Independientemente de todo esto, la paternidad siempre hace que bajemos de las nubes de golpe y toquemos con los pies en el suelo. Como yo, la mayoría de nuevos padres se han acostumbrado a evitar responsabilidades, vivir la vida con tranquilidad y sin preocupaciones. Así que, ¿la paternidad acaba con nuestra larga y tranquila infancia? La respuesta es: Sí. La buena noticia es que si tomas la decisión de convertirte en padre, seguro que eso ocurre casi sin darte cuenta; si eso no es así, tenemos un problema.

¿Y SI SOY COMO MI PADRE? Los meses anteriores al nacimiento de mi bebé, empecé a hacer cosas que nunca antes pensaba que haría, como escuchar música clásica (se supone que a los bebés les tranquiliza escuchar a Mozart), no preocuparme por mi corte de pelo, plantar verduras en el jardín... hasta vendí mis palos de golf y me compré un coche familiar. No se puede negar, la paternidad hace que cambies tu comportamiento, que dejes de ser un chaval. Y en este proceso de cambio, me atormentaba la idea de no ser un buen padre ya que mi padre era frío y distante. Y aunque estoy seguro que nos quería, nunca lo demostró. No podía evitar pensar... ¿seré como él?, pero la verdad es que es al revés, yo me pasó el día abrazando a mi hijo. Es un comportamiento habitual, los padres que han tenido malas relaciones con sus propios padres, suelen ser después los más cariñosos con sus propios hijos.
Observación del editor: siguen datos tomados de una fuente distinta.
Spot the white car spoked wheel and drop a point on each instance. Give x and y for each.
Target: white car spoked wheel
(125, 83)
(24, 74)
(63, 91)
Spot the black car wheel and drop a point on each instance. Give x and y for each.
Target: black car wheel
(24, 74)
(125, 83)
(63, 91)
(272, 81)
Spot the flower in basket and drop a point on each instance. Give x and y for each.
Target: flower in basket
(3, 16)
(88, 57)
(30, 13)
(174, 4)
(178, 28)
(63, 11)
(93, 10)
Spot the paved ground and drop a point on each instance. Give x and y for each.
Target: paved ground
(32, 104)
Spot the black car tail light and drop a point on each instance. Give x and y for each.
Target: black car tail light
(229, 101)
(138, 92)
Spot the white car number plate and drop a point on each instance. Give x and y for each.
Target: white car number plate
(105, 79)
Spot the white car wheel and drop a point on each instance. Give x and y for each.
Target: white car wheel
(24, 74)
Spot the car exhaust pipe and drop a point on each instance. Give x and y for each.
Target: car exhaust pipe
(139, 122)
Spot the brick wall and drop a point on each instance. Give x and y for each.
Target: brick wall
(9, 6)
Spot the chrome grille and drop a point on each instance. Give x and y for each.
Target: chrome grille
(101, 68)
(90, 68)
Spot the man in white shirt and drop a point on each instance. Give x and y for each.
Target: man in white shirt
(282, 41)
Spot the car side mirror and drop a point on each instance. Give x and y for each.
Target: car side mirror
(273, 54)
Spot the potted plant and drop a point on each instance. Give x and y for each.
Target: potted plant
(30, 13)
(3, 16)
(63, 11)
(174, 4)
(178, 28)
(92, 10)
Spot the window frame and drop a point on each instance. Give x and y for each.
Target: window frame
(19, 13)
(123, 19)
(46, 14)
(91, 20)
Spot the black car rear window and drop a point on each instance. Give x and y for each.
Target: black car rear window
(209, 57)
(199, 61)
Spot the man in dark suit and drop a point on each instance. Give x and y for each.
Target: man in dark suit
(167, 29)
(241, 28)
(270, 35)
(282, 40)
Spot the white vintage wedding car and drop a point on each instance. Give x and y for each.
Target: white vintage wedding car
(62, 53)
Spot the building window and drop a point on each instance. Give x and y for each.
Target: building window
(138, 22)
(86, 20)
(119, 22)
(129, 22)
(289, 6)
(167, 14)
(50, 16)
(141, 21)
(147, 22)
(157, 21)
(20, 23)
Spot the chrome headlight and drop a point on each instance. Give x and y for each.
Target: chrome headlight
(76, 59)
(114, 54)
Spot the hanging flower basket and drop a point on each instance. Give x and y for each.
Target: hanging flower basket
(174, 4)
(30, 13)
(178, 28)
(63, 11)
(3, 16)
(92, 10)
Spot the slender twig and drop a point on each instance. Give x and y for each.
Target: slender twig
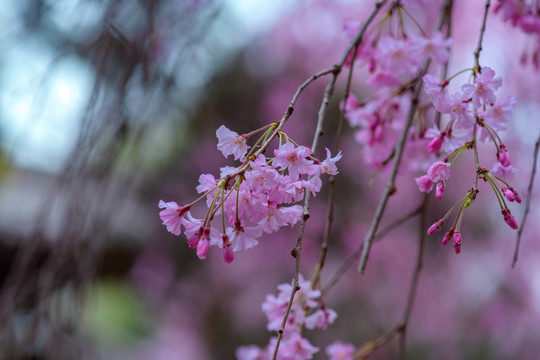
(390, 185)
(481, 38)
(400, 145)
(528, 203)
(401, 328)
(296, 252)
(475, 74)
(332, 180)
(414, 282)
(354, 256)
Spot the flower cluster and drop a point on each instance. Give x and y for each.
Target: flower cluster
(474, 113)
(306, 311)
(255, 198)
(394, 61)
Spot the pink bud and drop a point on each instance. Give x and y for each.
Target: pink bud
(516, 195)
(228, 254)
(509, 218)
(436, 144)
(202, 248)
(457, 242)
(439, 190)
(435, 227)
(448, 236)
(424, 183)
(193, 241)
(504, 156)
(509, 194)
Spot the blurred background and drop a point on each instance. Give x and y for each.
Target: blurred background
(108, 106)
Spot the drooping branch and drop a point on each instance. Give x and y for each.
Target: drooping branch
(296, 252)
(528, 203)
(398, 150)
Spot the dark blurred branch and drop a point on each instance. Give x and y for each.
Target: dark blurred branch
(296, 252)
(390, 188)
(528, 204)
(401, 328)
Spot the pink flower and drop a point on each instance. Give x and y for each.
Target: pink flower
(502, 171)
(250, 352)
(276, 216)
(503, 156)
(320, 318)
(439, 190)
(340, 351)
(509, 218)
(509, 194)
(262, 177)
(499, 114)
(172, 215)
(397, 55)
(458, 110)
(483, 89)
(230, 143)
(228, 254)
(328, 165)
(439, 171)
(436, 144)
(384, 78)
(516, 195)
(294, 347)
(438, 47)
(457, 242)
(448, 236)
(243, 238)
(193, 229)
(433, 87)
(435, 227)
(293, 158)
(450, 140)
(424, 183)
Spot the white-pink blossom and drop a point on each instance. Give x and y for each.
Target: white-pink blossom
(230, 143)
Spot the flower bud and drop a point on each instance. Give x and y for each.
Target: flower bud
(457, 242)
(448, 236)
(516, 195)
(435, 227)
(503, 156)
(228, 253)
(436, 144)
(202, 248)
(509, 194)
(439, 190)
(509, 218)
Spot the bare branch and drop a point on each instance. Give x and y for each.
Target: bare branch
(398, 149)
(528, 204)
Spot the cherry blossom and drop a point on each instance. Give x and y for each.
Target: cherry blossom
(230, 143)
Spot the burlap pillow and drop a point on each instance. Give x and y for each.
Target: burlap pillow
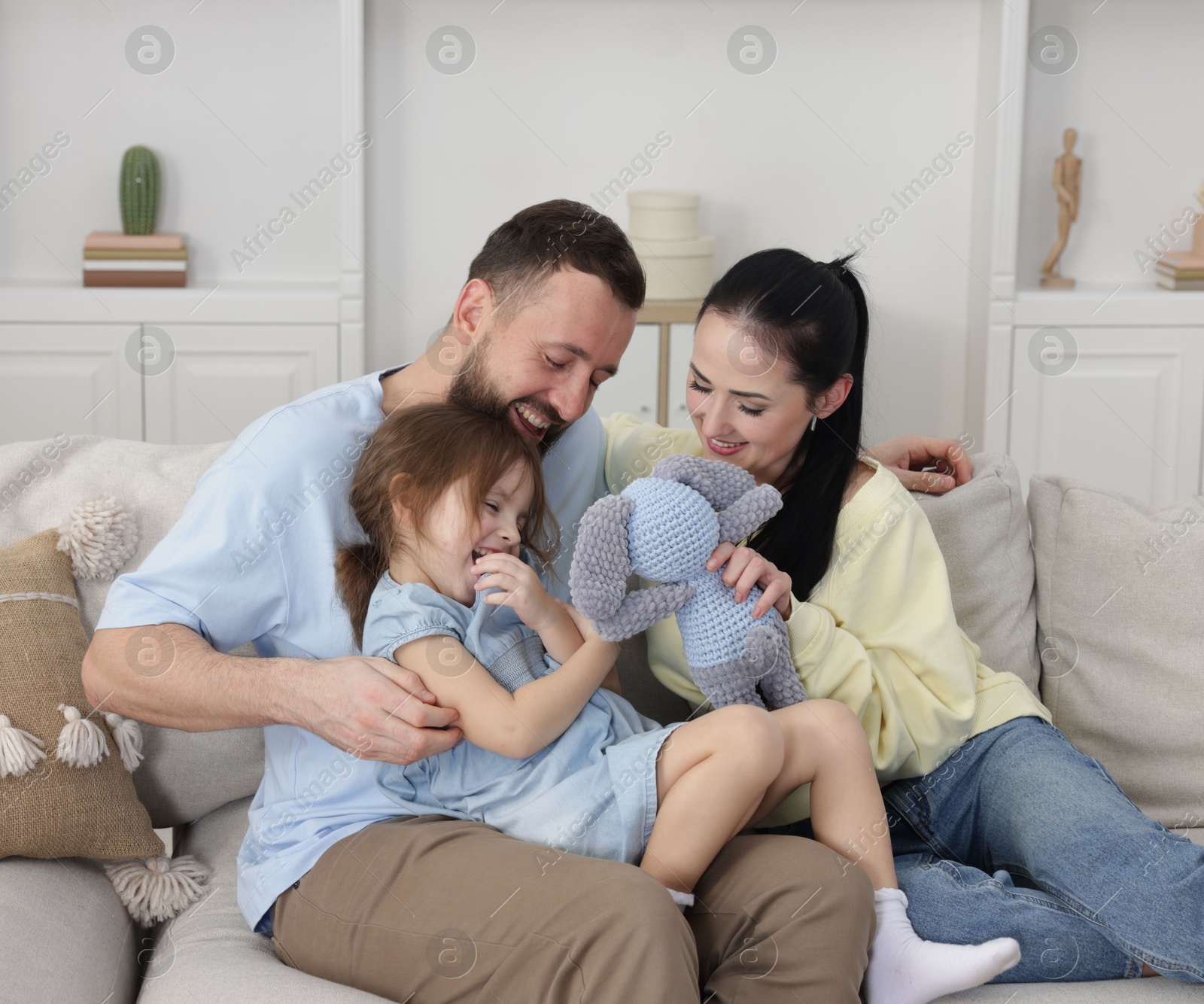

¿MIS AMIGOS SEGUIRÁN CONTANDO CONMIGO PARA IR DE COPAS? La primera cosa que mi mejor amigo me dijo fue: bueno, ya le puedes decir adiós a tu vida social. Me dio a entender que ser padre era como hacerse monje.-.. Sin embargo, según mi experiencia, la paternidad no acaba por completo con tu vida social si tú no quieres. Debes saber pasar tiempo con tu bebé y aprovechar las oportunidades que se te presenten para ir a tomar algo con tus amigos.

¿ALGÚN DÍA VOY A VOLVER A TENER SEXO? Poco después de decirte que tu vida social se acaba de ir al traste, tus mejores amigos estarán encantados de decirte que te vayas despidiendo del sexo. La paternidad comporta que la palabra sexo no forme parte de tu vocabulario habitual, durante un tiempo.... Los hombres aprendemos a entenderlo y aceptarlo. En realidad, ni siquiera te darás cuenta de que tu vida sexual disminuye considerablemente. El tiempo pasa muy deprisa los primeros meses y estarán los dos tan cansados y saturados que el sexo será lo último en lo que pensarás cuando te acuestes en la cama.

NO VOY A SABER CONECTAR CON MI BEBÉ. Las ecografías fueron momentos muy importantes. Antes de eso, el hecho de convertirme en padre todavía era un concepto vago y abstracto, pero entonces, de repente, vi a nuestro bebé moverse dentro del vientre de mi pareja y pensé ¡nuestro bebé existe!. A medida que el momento del parto se acercaba, me empecé a preocupar cada vez más y más por el tema. Y cuando mi hija nació me quedé como paralizado... pensé que la situación me sobrepasaría, que no estaba preparado para ser padre y que no se me daría bien. El cambio de mentalidad fue gradual... Un día estaba cambiándole el pañal y ella me regaló una sonrisa, yo, sin poder evitarlo, me puse a llorar. Ahora, mi pequeña ya tiene 2 años y la quiero muchísimo, es lo mejor que me ha pasado en la vida.